Automation and Cognitive Technology at USPTO

Automation and Cognitive Technology at USPTO

The United States Patent and Trademark Office (USPTO) is the federal agency for granting U.S. patents and registering trademarks. USPTO uses automation and AI to improve operational efficiency and empower their highly-skilled Examining Corps. Additionally, they are automating various processes to lighten the manual load on their Examiners.

Here is a brief interview with Timothy Goodwin, Deputy Director, Office of Organizational Policy and Governance at the United States Patent and Trademark Office (USPTO) where he shares how they are leveraging automation and cognitive technology at America’s Innovation Agency.

How are you leveraging automation at USPTO?

The depth and breadth of which automation technologies are being leveraged within USPTO are vast. It is a critical enabler for driving business value. Recently we have used AI/ML to reduce the manual patent classification actions performed by an examiner; RPA to free up valuable time performing suspension checks on trademark applications, and virtual Data-as-a-Service (vDaaS) to increase the quality of applications in development through on-demand provisioning of test data. All of which has helped propel more, and more automation capabilities and is enabling our agency to deliver higher quality services to the public.

How do you identify which problem area(s) to start with for your automation and cognitive technology projects?

I am going to narrow this question and focus on RPA. When we first started our RPA program in 2019, we were looking for any USPTO process that could be used to demonstrate capabilities. This started with a “first-in-first-out” model where requests being submitted were only helping an individual or a low number of users. Since then, we have evolved our intake process to look more broadly at the automation request and find critical problem areas impacting USPTO business lines. A recent example was developing RPA solutions to help reduce the backlog created from the high volume of trademark applications submitted over the past twelve months.

How do you measure ROI for these sorts of automation, advanced AI, and analytics projects?

Measurements are always based upon the business value derived from the automations demonstrated capabilities. This can come in many different forms depending on the solution being implemented. For provisioning of cloud infrastructure, it can be something as simple as creating a routine that terminates idle virtual services when not in use, avoiding unnecessary expenses. For RPA, it can be looking at the number of productivity hours recouped from a single or multiple process instances automated. The key metric is always centered on asking ourselves “how does this help disseminate and issue timely and high-quality patents and trademarks?”

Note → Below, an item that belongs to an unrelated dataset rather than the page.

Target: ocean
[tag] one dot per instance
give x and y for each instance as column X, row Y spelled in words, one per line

What are some of the unique opportunities the public sector has when it comes to data and AI?

In very general terms, the public sector is stewards and has access to vast amounts of very unique data that is equally inaccessible by any other entity in the world. This, of course, coming from the totality perspective and not from views available through open data platforms. There is immense potential in combining these unique data sets with AI to advance research into every single discipline known today. Quite simply it is boundless. The challenges, on the other hand, are all over the place and span legal, technical, and ethical boundaries. However, I’d like to point back towards our responsibilities as data stewards and ensuring public trust is being upheld. For me, this is the fundamental topic that should be addressed when determining how data should be used. Ultimately, the dilemma of how to use data and for what purposes related to AI have to be explicitly defined and vetted before pursuits are made to ensure we are exceeding the public’s expectations.

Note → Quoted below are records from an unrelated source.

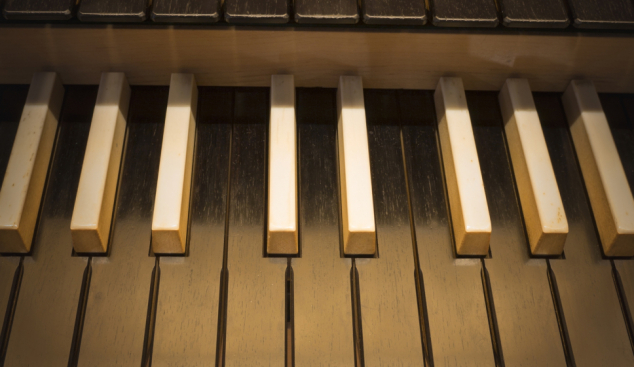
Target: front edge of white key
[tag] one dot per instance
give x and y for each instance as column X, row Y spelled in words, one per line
column 282, row 236
column 24, row 179
column 92, row 215
column 357, row 206
column 543, row 210
column 467, row 200
column 610, row 195
column 171, row 206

How do analytics, automation, and AI work together at the USPTO?

USPTO data is unique and with that, we have unique challenges and opportunities. The three areas are naturally woven together and build upon each other to enable advanced capabilities. Automations help feed our patent and trademark data lakes where preparations are made to address data quality and security. This in turn, mutually feeds our AI/ML models and eventually gets rolled out, and provides data insights and visualizations to broader groups. All of this helps create a sustainable environment for conducting data-driven decisions for the agency and ensuring USPTO can continually provide high-quality services.

What are you doing to develop an AI-ready workforce?

Workforce development within advanced technologies is already a challenge for many federal agencies. At USPTO we are fortunate to have strong leadership within the data science, analytics, and AI space from Scott Beliveau and our new emerging technologies director, Jerry Ma. With support from their teams, they are forging a new path for other USPTO personnel to follow by creating opportunities and allowing innovation to be explored. Enabling focused experimentation within AI that provides strong business value is one of the best tools we can leverage for developing our workforce. In the more practical sense, we have also been growing our workforce through traditional training and have had many employees participate in various levels of AI/ML and advanced analytics courses.

What AI technologies are you most looking forward to in the coming years?

I am really trying to keep an eye on how AI is evolving in the domain of cybersecurity research and development. There has already been a vast amount of work and success achieved in this area, to the point that any modern AV product is utilizing AI for static analysis and trending better with dynamic analysis. What I am most interested in is seeing how AI can “heal” vulnerable or compromise systems in real-time. Knowing how vulnerability research is traditionally conducted, there are ample opportunities to utilize AI to prevent the viability of a bug from being exploited. Recognizing and disseminating AI-driven patching actions before a compromise occurs is what I hope matures in the coming years.